Epigallocatechin gallate attenuates tumor necrosis factor (TNF)-α-induced inhibition of osteoblastic differentiation by up-regulating lncRNA TUG1 in osteoporosis.

Promoting osteoblast proliferation and differentiation contributes to the prevention and clinical treatment of osteoporosis. This study was to investigate the effect and mechanism of epigallocatechin gallate (EGCG) on tumor necrosis factor (TNF)-α-caused inhibition of osteoblastic differentiation. First, we cultured mouse embryo osteoblast precursor cells (MC3T3-E1) and induced by TNF-α (0, 2.5, 5, 10 ng/mL). The results revealed that TNF-α significantly inhibited the proliferation, ALP activity and mineralized nodule formation of MC3T3-E1 cells and promoted apoptosis.
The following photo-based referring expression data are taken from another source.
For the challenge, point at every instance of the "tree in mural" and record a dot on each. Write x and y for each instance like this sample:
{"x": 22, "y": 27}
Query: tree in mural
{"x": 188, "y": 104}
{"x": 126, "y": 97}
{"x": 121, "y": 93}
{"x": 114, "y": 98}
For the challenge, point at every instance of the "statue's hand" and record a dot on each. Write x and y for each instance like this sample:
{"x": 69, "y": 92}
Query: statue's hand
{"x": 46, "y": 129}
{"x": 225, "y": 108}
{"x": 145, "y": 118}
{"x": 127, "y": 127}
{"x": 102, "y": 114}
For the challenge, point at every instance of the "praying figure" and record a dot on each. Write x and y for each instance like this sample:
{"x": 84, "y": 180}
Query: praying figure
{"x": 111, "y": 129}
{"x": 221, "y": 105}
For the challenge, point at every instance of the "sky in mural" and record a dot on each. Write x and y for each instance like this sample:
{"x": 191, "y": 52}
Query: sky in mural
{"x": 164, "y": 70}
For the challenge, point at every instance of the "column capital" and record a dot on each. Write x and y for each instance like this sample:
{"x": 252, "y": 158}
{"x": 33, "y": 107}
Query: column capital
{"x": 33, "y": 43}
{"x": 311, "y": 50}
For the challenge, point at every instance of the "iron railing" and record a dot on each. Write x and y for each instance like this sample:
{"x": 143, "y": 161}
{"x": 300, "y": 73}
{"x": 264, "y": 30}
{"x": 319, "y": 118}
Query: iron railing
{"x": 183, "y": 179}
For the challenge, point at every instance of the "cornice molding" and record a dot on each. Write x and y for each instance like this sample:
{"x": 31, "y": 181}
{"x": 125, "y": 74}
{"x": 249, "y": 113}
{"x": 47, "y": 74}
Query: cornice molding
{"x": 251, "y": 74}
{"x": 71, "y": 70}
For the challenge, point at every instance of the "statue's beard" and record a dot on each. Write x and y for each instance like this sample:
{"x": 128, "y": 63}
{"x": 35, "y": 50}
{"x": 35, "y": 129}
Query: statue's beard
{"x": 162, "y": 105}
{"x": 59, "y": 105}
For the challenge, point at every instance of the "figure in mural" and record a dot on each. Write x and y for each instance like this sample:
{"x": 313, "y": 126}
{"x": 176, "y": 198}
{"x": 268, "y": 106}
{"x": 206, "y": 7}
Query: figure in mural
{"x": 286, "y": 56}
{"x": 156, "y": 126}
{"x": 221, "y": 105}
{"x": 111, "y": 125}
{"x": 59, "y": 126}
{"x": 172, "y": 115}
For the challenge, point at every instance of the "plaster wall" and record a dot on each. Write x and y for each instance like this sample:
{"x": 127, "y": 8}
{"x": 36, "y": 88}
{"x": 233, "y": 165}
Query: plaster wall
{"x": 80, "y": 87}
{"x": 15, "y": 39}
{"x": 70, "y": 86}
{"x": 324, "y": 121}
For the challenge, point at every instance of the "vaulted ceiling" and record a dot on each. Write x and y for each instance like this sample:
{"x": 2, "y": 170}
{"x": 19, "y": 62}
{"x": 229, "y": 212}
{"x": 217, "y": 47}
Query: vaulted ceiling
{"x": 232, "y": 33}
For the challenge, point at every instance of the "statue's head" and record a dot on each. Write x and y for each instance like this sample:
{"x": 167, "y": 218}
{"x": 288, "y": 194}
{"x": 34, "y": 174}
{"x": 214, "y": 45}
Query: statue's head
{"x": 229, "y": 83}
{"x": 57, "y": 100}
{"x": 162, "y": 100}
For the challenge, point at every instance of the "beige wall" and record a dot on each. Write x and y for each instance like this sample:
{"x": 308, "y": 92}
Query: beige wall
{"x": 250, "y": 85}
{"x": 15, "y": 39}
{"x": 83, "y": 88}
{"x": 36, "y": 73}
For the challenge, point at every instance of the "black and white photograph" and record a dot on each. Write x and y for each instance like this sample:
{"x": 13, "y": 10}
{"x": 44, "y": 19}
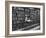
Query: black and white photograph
{"x": 25, "y": 18}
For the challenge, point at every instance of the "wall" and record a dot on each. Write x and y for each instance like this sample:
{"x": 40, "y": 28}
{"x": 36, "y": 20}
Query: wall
{"x": 2, "y": 18}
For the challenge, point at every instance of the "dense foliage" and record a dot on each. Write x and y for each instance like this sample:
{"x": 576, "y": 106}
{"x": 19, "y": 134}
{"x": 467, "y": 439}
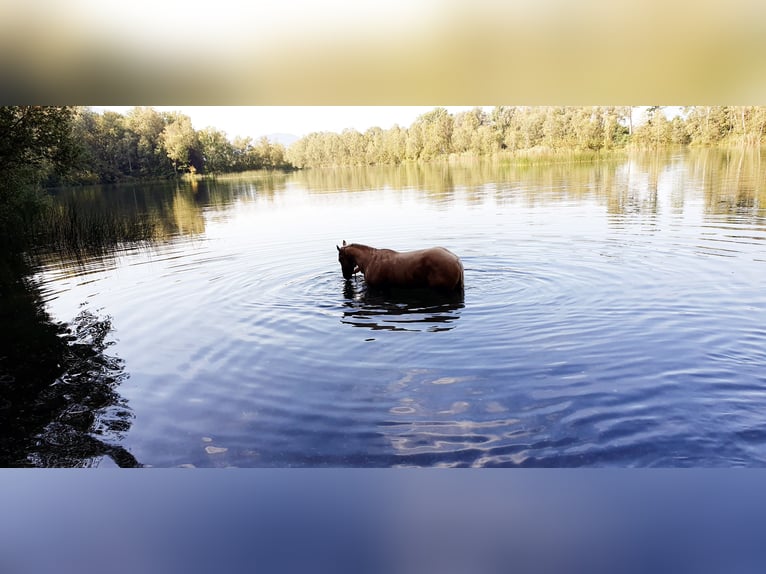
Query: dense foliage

However, EGCG pretreatment significantly alleviated the inhibitory effect of TNF-α on MC3T3-E1. In addition, TNF-α significantly downregulated the expression of lncRNA TUG1 in MC3T3-E1, while EGCG upregulated the expression of lncRNA TUG1. After overexpression of lncRNA TUG1 in TNF-α-induced MC3T3-E1 cells, it could show similar effects as EGCG. However, interference with lncRNA TUG1 expression diminished the protective effect of EGCG on TNF-α-induced MC3T3-E1 cells. Finally, we found that EGCG inhibited TNF-α-induced activation of the Hippo/YAP signaling pathway, and that low expression of lncRNA TUG1 suppressed this effect. In conclusion, EGCG could suppress Hippo/YAP pathway activity by up-regulating lncRNA TUG1, ultimately improving TNF-α-caused inhibition of osteoblastic differentiation.